Originaires d’un petit bled normand, les membres de Cannibale font de la musique ensemble depuis belle lurette. Issus d’amitiés de collège, ils transitent par de nombreux groupes inconnus au bataillon, et ce n’est que passé la quarantaine qu’ils acquièrent une petite notoriété lorsque le label Born Bad Recods décèle leur potentiel.
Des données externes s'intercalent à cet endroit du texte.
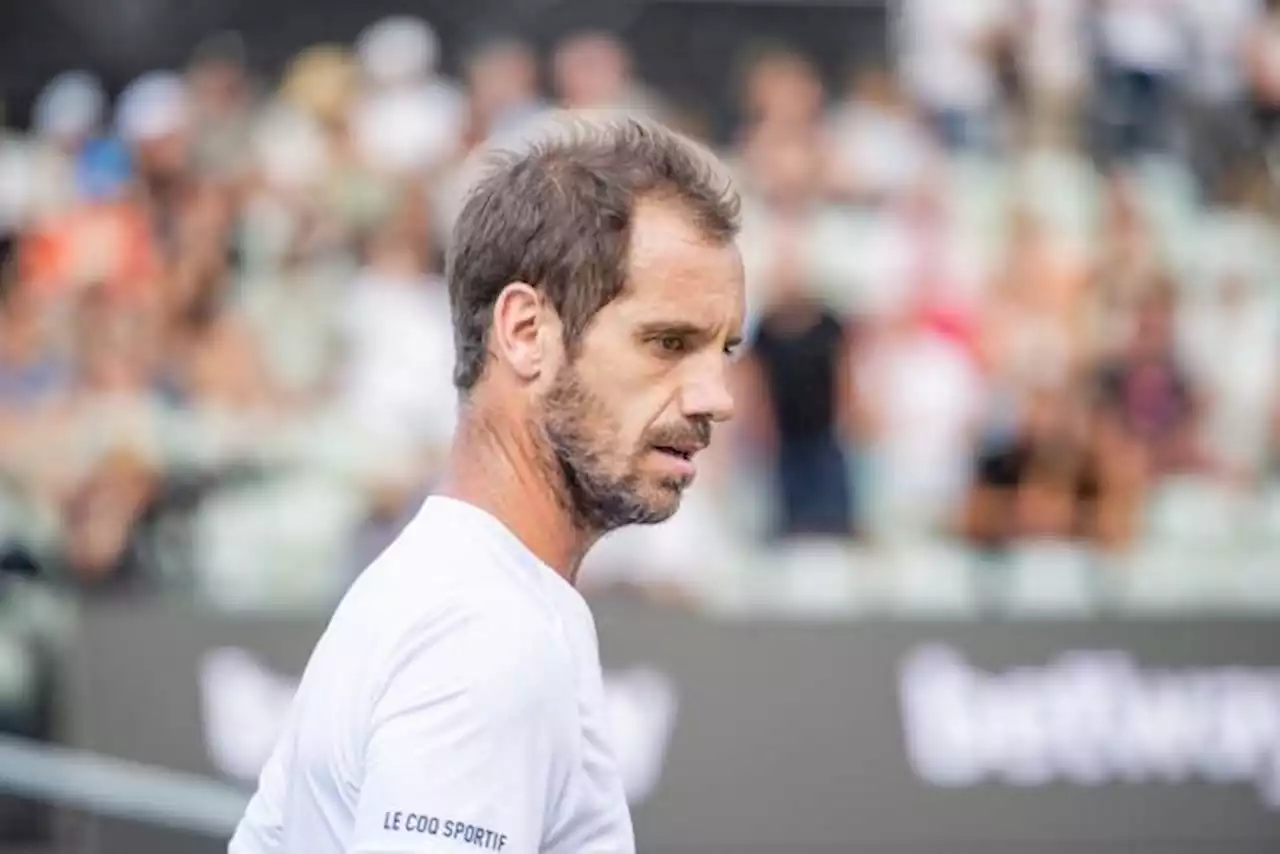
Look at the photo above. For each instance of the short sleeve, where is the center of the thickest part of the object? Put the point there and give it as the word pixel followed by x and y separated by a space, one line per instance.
pixel 462 743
Leur rock psychédélique sautillant et exotique les rapproche de Forever Pavot, autre signature du label. Comme eux, ils ont des influences éclectiques et une appétence pour le chill. Cependant, la musique de Cannibale a quelque chose de plus direct et est restée globalement plus fidèle à la tradition garage. Elle rappelle les morceaux de groupes tels que 13th Floor Elevators, The Electric Prunes ou encore Jefferson Airplanes. Le break envoûtant de « Three Minute God », entre autres, est dans le plus pur esprit de la compilation « Nuggets ».
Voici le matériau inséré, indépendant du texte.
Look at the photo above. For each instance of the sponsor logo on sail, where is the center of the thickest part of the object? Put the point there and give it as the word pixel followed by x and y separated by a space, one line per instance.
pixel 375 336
Le style de Cannibale est cependant foncièrement original et ne saurait se réduire à un revival des années 1960. Ce qui le différencie est surtout son côté dub, affirmé par les contre-temps saillants de la guitare électrique et par des rythmes atypiques. Il y a là des résonantes caribéennes qui contribuent à rendre cette musique ensoleillée. On ne jurerait pas que l’album a été enregistré dans une région où il est censé pleuvoir tout le temps.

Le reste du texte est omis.